55 year old male presents with a persistent cough. A CT scan of the chest shows lack of tapering of the bronchi and bronchial wall thickening. Pulmonary function tests show a decreased FEV1 and a decreased FEV1/FVC ratio of 65%. What is the dx?

Bronchiectasis


**Hallmark=lack of tapering of bronchi and bronchial wall thickening****

17

Enlargement of the larger airways
**Hallmark is lack of tapering of the enlarged bronchi and bronchial wall thickening***

Bronchiectasis

18

What kind of general disorder is associated with a FEV1/FVC ratio of

Obstructive disorder

19

Which of the following is considered a positive PPD test?
A. HIV pos female with a PPD of 4 mm induration and 8 mm erythema
B. A Physician Assistant with a PPD of 11mm induration and 5mm erythema
C. 40 yo male w no risk factors with PPD of 11mm induration and 5 mm erythema
D. 45 yo male w history of a granuloma on chest radiograph w a PPD of 4 mm induration and 10mm erythema
E. 32 yo prison inmate w PPD of 8mm induration and 10mm erythema

B, a Physician Assistant w a PPD of 11 mm induration and 5 mm erythema.
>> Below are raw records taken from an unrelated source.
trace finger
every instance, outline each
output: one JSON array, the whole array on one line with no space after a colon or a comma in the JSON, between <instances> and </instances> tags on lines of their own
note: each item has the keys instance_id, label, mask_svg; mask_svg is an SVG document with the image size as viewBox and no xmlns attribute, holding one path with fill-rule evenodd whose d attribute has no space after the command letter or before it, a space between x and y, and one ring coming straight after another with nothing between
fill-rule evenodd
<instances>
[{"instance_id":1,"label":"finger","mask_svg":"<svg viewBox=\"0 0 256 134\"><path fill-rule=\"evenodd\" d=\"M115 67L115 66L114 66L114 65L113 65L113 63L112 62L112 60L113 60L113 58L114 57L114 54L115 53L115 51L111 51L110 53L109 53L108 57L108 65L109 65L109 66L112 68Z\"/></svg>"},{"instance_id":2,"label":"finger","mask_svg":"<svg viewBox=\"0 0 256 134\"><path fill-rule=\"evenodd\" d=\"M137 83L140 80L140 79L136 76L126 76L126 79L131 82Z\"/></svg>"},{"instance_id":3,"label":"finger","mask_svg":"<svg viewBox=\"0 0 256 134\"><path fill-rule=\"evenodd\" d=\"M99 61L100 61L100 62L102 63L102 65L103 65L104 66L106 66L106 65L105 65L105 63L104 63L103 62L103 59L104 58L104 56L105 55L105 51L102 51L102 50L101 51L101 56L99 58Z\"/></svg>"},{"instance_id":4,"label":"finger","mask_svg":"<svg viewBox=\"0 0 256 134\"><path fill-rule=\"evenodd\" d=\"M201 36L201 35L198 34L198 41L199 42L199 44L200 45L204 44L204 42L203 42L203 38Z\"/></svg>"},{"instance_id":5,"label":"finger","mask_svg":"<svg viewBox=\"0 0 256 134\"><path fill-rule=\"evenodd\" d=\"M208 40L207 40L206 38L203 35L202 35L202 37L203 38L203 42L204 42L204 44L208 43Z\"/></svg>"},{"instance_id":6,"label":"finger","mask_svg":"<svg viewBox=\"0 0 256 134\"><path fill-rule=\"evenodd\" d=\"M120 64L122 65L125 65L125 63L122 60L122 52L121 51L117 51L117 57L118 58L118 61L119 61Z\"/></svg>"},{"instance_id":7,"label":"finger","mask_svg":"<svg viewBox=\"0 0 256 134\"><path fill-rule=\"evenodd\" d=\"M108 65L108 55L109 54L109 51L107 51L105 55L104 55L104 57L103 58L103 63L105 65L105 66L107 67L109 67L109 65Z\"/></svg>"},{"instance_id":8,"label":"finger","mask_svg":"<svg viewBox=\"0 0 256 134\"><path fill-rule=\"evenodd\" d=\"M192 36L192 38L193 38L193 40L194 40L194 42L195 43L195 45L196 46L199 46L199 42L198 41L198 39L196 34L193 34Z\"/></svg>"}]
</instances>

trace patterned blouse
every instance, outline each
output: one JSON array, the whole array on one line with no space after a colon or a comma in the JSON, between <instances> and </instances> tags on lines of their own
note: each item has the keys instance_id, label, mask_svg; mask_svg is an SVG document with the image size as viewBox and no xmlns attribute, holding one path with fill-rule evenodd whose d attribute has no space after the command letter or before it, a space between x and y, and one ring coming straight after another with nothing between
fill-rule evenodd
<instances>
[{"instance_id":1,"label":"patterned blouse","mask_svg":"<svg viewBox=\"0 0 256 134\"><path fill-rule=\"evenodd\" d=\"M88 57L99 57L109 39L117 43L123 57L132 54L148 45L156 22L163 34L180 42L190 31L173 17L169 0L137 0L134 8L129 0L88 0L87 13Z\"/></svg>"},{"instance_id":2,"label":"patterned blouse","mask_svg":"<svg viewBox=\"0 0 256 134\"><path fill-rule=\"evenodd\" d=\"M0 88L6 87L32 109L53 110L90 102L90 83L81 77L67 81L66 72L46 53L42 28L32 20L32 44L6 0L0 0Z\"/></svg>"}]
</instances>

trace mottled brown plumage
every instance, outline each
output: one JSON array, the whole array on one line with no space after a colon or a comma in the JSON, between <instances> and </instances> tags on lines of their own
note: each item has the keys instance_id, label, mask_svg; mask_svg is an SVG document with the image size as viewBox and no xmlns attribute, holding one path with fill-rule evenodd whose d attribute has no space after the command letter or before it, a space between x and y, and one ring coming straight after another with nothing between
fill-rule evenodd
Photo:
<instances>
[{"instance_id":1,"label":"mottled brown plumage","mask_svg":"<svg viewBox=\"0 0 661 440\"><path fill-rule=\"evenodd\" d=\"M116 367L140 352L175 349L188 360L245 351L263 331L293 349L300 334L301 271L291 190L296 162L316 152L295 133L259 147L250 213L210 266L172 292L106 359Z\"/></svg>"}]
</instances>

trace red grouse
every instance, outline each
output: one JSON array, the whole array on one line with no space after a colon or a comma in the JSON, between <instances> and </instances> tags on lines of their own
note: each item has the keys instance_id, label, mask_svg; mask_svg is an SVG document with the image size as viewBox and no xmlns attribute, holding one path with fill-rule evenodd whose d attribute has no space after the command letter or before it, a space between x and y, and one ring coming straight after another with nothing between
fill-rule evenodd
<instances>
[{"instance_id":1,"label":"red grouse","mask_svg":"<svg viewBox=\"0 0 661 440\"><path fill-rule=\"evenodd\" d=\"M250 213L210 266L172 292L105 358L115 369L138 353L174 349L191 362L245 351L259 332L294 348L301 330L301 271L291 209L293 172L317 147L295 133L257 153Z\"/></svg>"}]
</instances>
In evaluation of a PPD, the erythema is NOT part of the measurement, only the transverse induration. Because the pt is a health care worker and is at risk of occupational TB exposure, >10mm induration is considered a positive finding

20

An HIV pos pt needs what measurement to be considered pos for a PPD test

> or equal to 5mm

21

A pt with hx of granuloma on chest X ray needs ____ mm on PPD test for it to be positive

5mm or greater

22

A pt with no risk factors needs what size PPD to be positive?

15 mm or higher

23

A prison inmate needs what size PPD to be positive?

10 mm or higher

24

A 40 yo female presents w bilateral anterior shin redness that is tender to palpation. She is also complaining of eye pain and redness as well as the insidious onset of a nonproductive cough. A chest radiograph is performed, showing bilateral hilar lymphadenopathy. You notice a rash on her face consistent with lupus perinea. What is her dx and what is the pathophysiology going on?

Dx= Sarcoidosis

Pathophysiology= idiopathic, exaggerated T cell response with the formation of noncaseating granulomas

25

Why are corticosteroids used in the tx of Sarcoidosis

They blunt the immune response and decrease the granuloma formation

26

If a pt has erythema nodosum (bilateral anterior shin redness that is tender to palpation), ALWAYS consider...

Sarcoidosis

27

Uveitis (eye pain and redness) and pulmonary involvement (non productive cough w a chest radiograph showing BILATERAL HILAR LYMPHADENOPATHY), think....

Sarcoidosis

28

The production of caseating granulomas w central caseous necrosis in tissues is seen in..

TB

29

Inflammation reaction to an organic antigen describes the pathophysiology of

Hypersensitivity pneumonitis

30

What is the most common cause of a transudative pleural effusion?